「教育技術の法則化運動」
向山の最大の論争は、「法則化運動」に関することである。
『現代教育科学』(明治図書)をはじめ、『教育』(国土社)、『体育科教育』(大修館書店)、『ひと』(太郎次郎社)など、さまざまな教育誌で幾度となく取り上げられ、数々の論争を引き起こした。
法則化運動に対する代表的な批判として、次のようなものがあった。
1 法則化運動には、「思想」がない。
2 法則化運動は、マニュアル主義である。
このような批判に対して、向山は以下のように反論した。
1 法則化運動には、「できない」子どもをなんとかして「できる」ようにさせたいという思想がある。「教育技術」を求める教師と求めない教師の差は、どこから生まれるのか。「できない、わからない子どもにどう対処しようとしているか」の違いに由来する。目の前に跳び箱を跳べないで悩んでいる子がいる。「できない」子どもを前にして、痛みを感じなければ「教育技術」は必要ない。
2 さまざまな子どもが集まっているのが教室である。
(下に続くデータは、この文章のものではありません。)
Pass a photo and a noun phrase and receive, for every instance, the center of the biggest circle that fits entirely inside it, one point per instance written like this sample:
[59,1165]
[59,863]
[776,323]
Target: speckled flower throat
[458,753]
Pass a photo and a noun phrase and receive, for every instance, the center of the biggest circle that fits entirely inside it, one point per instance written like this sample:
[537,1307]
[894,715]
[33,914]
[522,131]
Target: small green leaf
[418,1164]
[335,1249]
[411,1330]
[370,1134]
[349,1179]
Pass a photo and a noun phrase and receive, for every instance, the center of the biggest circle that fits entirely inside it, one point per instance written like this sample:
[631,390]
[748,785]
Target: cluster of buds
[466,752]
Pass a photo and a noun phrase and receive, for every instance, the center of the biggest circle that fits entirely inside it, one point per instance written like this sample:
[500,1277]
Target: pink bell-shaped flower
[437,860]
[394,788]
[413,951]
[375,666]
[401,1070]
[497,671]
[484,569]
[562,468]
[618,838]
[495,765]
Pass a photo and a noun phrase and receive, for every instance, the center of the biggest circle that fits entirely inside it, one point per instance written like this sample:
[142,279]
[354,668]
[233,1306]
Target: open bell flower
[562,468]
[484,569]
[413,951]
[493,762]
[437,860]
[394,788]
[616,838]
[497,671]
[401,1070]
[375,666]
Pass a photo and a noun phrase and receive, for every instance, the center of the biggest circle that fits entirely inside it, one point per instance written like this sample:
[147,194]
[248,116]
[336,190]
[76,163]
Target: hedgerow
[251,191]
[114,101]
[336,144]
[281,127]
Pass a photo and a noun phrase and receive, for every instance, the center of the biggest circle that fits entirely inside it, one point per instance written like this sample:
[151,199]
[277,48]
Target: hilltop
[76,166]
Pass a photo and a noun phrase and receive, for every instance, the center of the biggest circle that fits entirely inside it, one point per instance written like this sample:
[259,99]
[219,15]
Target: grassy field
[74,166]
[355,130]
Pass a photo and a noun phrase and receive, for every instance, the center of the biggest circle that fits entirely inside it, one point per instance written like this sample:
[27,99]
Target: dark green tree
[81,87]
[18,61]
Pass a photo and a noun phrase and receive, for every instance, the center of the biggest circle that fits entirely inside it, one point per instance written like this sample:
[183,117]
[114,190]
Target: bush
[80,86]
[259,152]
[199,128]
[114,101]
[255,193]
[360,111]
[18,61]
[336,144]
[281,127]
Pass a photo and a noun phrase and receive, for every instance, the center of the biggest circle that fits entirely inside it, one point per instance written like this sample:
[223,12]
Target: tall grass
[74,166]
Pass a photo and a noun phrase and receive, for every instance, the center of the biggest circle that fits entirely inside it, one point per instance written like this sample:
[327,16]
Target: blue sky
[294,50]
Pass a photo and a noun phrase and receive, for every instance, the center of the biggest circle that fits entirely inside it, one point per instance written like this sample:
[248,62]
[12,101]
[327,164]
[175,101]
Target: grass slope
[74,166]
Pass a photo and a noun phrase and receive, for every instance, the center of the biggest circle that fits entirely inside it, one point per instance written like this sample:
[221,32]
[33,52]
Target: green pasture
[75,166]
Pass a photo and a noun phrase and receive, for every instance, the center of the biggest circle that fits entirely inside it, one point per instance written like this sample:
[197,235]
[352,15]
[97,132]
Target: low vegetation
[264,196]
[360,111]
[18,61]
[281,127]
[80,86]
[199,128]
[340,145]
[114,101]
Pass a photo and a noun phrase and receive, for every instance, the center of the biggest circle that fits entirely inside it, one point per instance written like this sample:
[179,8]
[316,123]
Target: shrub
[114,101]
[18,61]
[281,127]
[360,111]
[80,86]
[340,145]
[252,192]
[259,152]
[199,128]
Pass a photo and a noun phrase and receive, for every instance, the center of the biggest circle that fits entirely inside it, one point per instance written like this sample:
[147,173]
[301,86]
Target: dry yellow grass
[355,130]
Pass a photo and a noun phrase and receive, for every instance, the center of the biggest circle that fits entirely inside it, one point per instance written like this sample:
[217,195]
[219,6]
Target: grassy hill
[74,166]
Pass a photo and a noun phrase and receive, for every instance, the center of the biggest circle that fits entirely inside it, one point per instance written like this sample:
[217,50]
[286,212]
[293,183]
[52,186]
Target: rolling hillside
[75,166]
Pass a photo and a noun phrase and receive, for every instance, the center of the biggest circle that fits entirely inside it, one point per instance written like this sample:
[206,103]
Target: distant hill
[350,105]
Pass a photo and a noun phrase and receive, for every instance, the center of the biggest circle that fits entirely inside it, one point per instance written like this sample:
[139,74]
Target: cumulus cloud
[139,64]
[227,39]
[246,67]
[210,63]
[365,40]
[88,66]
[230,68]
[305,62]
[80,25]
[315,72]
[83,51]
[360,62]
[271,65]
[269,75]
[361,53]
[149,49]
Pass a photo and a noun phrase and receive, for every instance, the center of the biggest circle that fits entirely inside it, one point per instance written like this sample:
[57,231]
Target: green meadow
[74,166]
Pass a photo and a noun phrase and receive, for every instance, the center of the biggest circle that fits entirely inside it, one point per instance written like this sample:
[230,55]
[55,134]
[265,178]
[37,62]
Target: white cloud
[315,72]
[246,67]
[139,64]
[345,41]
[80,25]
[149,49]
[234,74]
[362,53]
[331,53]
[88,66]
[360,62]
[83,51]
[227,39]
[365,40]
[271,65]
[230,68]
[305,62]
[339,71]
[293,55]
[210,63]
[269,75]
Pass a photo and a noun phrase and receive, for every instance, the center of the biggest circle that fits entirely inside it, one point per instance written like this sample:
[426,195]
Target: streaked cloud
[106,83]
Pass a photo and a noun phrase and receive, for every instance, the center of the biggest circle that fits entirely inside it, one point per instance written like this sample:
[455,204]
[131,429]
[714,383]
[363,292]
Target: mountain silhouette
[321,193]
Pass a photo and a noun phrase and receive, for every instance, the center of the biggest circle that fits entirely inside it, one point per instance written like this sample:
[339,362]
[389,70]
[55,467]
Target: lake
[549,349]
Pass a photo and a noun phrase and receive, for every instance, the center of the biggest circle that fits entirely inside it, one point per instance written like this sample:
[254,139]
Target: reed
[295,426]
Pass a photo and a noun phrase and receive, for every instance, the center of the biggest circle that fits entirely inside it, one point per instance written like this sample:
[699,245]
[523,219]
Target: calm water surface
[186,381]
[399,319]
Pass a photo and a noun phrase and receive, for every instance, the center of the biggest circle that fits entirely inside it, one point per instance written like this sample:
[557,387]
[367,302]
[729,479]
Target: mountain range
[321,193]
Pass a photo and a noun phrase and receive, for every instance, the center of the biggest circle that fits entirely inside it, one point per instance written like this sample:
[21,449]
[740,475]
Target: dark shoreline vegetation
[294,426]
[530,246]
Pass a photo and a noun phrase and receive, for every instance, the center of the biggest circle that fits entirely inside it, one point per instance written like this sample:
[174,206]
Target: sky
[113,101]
たったひとつの方法だけでは上手くいくはずがない。「教育技術」をたくさん知っていれば、その中からその場にあわせたものを選ぶことができる。我流(自己流)の人は、自分のやり方しか知らない。だから条件がかわっても、いつも同じことをしている。そんな人に限って「法則化はマニュアル主義である」と批判する。